Your first step is to call Washington Department of Transportation and find the laws for your state.
You are going to travel through Oregon. Oregon is pretty easy to get along with.
California is an entirely different story.
I have a friend that took hives willy-nilly to almonds without attention to trucking rules and got pulled over and it was ticket after ticket after ticket after ticket.
His fines were more than his almond check. (Almonds were $65.00)
Is your truck a diesel?
If so, it must have a engine model year no older than 20 years old. Check the valve cover for engine model year.
The California Air Resources Board fine for out of compliance diesel trucks is $10,000.00 for first offense.
I am not trying to be Debbie Downer, but you aren't talking about beekeeping. You are talking about trucking and interstate commerce.
This is an entirely separate thing that you MUST learn about.
Be careful and good luck!


----------



## goodlife bees (Feb 9, 2014)

map 21 only applies to farmers. In Oregon where I live I had to get a DOT number to get farm plates.
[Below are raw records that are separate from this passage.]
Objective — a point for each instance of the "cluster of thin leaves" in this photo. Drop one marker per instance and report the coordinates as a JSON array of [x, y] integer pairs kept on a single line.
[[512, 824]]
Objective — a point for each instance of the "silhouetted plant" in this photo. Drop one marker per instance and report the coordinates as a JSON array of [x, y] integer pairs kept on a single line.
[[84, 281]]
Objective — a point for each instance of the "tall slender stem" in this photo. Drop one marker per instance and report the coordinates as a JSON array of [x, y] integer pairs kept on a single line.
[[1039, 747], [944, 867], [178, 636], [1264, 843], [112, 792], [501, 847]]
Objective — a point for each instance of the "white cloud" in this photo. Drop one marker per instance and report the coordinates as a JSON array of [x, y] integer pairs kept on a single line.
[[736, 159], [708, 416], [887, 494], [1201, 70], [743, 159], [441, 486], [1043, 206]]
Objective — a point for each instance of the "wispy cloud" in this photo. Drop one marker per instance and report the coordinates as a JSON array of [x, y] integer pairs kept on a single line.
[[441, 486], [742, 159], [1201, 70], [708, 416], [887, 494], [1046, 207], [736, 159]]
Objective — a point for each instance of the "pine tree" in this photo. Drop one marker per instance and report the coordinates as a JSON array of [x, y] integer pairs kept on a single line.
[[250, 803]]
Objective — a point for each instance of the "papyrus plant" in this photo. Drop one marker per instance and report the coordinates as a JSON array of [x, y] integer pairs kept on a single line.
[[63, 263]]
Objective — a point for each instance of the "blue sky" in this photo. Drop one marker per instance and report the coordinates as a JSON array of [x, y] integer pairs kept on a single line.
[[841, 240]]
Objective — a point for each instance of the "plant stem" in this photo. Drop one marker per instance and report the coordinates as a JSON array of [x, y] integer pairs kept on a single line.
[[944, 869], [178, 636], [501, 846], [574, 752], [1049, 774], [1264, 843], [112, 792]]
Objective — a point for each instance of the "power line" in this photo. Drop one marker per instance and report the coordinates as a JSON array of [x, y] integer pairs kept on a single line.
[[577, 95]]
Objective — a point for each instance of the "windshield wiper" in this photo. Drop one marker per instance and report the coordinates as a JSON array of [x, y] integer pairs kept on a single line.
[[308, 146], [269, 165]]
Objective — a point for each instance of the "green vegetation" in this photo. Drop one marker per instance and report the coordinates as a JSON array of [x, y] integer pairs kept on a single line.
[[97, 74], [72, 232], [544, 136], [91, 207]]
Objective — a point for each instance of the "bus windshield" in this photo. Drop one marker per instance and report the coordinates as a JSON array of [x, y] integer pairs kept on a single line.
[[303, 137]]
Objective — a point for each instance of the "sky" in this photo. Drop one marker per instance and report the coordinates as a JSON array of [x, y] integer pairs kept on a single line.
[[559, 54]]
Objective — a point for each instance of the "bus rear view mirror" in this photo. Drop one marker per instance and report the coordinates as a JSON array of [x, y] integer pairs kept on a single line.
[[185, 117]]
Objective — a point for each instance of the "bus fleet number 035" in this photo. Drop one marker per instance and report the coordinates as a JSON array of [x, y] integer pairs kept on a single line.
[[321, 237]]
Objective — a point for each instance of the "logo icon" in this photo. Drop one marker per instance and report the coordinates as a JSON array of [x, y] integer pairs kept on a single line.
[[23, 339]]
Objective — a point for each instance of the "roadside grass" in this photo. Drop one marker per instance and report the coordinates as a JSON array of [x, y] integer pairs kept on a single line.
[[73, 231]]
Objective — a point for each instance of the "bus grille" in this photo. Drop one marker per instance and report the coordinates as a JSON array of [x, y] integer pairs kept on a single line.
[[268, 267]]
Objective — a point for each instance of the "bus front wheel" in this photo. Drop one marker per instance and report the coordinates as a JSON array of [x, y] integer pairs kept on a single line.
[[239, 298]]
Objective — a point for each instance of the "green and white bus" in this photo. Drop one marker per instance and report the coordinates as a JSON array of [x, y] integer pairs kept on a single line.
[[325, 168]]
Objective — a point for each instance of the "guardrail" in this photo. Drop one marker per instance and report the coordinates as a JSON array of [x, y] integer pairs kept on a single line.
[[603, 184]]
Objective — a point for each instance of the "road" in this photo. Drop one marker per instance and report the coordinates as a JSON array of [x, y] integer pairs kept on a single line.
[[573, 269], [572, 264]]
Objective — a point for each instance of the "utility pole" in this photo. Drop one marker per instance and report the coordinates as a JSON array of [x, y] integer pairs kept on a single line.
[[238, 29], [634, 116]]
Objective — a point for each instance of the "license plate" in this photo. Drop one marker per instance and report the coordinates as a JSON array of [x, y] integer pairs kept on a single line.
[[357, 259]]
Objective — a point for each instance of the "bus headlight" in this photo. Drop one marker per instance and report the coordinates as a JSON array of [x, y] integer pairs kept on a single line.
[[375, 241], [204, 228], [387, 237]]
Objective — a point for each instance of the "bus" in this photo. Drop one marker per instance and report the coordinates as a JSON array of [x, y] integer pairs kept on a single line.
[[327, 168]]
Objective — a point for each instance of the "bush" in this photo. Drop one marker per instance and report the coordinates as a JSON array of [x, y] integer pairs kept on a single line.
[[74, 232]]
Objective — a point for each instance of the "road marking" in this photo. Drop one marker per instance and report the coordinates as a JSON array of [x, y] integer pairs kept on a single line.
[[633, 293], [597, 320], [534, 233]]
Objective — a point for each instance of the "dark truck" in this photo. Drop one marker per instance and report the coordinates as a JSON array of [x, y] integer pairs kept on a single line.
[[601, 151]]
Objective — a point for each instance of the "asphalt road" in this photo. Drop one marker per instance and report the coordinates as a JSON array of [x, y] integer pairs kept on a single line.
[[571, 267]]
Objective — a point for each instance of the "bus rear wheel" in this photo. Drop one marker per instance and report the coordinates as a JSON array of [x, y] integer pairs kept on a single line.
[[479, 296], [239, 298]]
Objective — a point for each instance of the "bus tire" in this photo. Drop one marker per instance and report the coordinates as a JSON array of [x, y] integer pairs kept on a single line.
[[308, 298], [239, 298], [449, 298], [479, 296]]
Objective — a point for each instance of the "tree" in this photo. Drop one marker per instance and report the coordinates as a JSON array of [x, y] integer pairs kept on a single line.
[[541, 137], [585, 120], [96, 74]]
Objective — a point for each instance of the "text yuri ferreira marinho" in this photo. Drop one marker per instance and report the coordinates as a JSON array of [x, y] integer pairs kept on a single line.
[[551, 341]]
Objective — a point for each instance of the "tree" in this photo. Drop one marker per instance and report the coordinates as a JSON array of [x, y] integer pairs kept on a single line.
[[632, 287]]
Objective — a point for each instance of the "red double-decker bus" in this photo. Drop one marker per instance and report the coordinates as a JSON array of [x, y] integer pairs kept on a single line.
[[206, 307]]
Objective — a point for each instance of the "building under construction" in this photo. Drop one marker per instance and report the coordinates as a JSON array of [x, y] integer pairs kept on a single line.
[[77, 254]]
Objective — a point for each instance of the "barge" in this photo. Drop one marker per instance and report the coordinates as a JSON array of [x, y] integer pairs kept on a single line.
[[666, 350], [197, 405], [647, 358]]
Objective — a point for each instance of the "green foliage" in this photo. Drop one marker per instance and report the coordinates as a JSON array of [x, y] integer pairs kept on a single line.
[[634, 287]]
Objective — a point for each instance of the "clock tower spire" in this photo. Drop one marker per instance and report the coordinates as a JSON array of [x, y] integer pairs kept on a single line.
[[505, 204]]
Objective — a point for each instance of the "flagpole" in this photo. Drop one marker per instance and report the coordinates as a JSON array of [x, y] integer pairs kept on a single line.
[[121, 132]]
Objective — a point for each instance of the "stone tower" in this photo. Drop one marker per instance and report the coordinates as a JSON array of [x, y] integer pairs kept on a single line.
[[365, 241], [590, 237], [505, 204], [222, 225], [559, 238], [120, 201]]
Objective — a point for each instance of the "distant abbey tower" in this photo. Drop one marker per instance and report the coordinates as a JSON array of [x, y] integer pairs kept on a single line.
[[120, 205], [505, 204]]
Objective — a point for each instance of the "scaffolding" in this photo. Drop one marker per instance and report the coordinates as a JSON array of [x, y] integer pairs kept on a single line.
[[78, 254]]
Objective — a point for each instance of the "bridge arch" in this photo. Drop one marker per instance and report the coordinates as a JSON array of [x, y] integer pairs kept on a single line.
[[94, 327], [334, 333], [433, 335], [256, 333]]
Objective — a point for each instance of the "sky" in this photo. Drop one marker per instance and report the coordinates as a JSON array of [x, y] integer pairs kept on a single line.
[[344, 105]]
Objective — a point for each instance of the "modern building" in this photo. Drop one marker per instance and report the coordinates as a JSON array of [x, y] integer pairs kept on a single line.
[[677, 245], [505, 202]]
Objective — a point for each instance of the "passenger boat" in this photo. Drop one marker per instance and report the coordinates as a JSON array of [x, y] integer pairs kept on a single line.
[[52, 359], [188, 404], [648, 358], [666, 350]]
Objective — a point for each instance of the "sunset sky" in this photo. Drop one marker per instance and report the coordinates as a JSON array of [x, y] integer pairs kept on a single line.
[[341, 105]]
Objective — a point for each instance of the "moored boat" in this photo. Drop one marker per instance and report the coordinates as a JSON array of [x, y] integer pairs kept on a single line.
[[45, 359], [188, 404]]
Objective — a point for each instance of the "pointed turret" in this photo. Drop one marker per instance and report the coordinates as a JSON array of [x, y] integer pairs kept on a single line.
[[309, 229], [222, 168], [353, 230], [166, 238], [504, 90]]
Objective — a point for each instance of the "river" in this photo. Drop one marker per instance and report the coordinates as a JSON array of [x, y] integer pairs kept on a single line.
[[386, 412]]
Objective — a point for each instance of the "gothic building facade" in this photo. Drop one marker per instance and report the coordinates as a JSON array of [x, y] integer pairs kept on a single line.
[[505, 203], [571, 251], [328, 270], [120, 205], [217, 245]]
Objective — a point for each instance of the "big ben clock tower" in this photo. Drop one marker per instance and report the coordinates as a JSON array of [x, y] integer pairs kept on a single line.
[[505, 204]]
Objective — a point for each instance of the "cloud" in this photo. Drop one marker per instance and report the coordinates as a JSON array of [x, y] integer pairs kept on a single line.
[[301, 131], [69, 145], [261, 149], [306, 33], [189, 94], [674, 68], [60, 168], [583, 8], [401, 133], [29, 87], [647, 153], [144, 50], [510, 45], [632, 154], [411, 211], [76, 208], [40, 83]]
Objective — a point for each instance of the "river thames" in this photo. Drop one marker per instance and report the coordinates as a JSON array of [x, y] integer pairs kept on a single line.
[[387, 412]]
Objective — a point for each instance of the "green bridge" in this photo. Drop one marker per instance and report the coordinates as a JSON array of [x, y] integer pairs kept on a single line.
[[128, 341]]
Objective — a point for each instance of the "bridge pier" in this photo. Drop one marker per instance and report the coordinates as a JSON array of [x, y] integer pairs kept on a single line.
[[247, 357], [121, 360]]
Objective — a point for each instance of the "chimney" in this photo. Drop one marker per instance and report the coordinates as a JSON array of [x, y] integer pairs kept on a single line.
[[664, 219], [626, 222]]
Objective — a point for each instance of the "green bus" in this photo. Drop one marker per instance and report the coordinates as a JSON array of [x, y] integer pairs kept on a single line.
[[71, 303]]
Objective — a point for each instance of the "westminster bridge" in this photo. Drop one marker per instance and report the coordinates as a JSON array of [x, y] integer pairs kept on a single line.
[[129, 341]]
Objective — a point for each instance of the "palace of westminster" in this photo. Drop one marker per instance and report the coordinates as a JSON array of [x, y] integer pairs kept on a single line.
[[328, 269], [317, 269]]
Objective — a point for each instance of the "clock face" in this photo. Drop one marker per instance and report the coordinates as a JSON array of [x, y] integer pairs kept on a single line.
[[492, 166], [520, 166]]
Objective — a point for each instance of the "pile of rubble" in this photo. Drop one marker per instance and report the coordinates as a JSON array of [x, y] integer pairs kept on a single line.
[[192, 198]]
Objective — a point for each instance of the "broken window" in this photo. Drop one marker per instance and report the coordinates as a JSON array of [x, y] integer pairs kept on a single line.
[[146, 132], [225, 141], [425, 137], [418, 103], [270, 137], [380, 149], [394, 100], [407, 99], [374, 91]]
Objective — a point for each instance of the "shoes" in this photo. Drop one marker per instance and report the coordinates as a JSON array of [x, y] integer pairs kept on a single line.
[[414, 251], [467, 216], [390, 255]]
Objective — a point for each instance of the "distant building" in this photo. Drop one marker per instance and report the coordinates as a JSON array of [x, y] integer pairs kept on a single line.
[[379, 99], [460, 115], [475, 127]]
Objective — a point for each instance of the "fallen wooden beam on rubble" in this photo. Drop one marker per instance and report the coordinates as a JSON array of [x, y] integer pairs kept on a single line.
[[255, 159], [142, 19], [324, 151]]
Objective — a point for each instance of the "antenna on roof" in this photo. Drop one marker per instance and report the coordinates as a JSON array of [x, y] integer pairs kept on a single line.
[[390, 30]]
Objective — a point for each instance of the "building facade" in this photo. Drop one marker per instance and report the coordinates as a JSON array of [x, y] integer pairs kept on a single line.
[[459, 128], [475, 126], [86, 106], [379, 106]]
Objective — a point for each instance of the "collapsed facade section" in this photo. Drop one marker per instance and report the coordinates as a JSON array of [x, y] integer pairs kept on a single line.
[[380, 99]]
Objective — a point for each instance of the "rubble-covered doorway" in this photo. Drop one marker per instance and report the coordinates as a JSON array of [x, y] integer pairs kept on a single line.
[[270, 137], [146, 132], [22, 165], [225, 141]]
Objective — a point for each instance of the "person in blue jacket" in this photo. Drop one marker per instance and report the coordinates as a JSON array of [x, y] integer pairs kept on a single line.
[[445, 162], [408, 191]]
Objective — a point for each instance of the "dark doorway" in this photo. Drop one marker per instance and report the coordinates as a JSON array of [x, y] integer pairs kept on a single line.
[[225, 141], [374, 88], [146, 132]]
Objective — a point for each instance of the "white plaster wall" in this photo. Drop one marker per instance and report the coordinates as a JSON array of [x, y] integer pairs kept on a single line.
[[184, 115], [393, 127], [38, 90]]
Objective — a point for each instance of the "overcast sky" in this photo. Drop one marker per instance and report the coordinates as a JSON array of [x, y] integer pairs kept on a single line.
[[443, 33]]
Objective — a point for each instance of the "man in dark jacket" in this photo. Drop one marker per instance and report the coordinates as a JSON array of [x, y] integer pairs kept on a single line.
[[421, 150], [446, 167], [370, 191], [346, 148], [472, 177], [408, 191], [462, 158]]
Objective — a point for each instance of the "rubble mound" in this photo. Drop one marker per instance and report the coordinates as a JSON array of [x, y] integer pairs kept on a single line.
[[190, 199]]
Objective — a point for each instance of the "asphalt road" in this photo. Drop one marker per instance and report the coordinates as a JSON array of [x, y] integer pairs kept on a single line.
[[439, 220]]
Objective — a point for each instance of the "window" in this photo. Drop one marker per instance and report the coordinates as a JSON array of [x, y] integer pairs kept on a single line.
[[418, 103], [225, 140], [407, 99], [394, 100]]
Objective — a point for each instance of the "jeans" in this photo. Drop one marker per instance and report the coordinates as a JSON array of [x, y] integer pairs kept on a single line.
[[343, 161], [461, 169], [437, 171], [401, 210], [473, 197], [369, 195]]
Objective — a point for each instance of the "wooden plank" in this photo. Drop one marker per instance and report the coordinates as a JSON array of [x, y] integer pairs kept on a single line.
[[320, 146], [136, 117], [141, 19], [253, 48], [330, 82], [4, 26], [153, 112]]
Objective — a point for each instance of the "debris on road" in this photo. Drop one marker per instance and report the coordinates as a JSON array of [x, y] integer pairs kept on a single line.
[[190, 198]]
I called the Officer at Dunsmuir weigh station, and Oregon has reciprosity with California if I'm legal in Oregon than I'm good in California. As long as I have a secure load and don't exceed axle weights of 20,000 per axle and 38,000 for tandem dually green lights all the way. but if you don't have a flat bed you don't have to stop at scales. it says no pickups.


----------



## yousowise (Apr 14, 2011)

Thanks guys, between the DOT regulations and my small payload I decided to stay home this year. My truck is an 01 diesel and I believe is also an 01 model year (the marking on the valve cover was scraped off a little and it was dark when I looked) so I think it will be CARB compliant for another year before I’ll need to upgrade. Thanks for all the info.
Ben


----------



## Richinbama (Jan 15, 2018)

Are bees considered livestock? I've read that they are allot, but not sure...


----------



## JWPalmer (May 1, 2017)

Yes. And beekeeping is considered agriculture. If you keep bees with the intent of making a profit, use form 1040 F when you file your taxes.


----------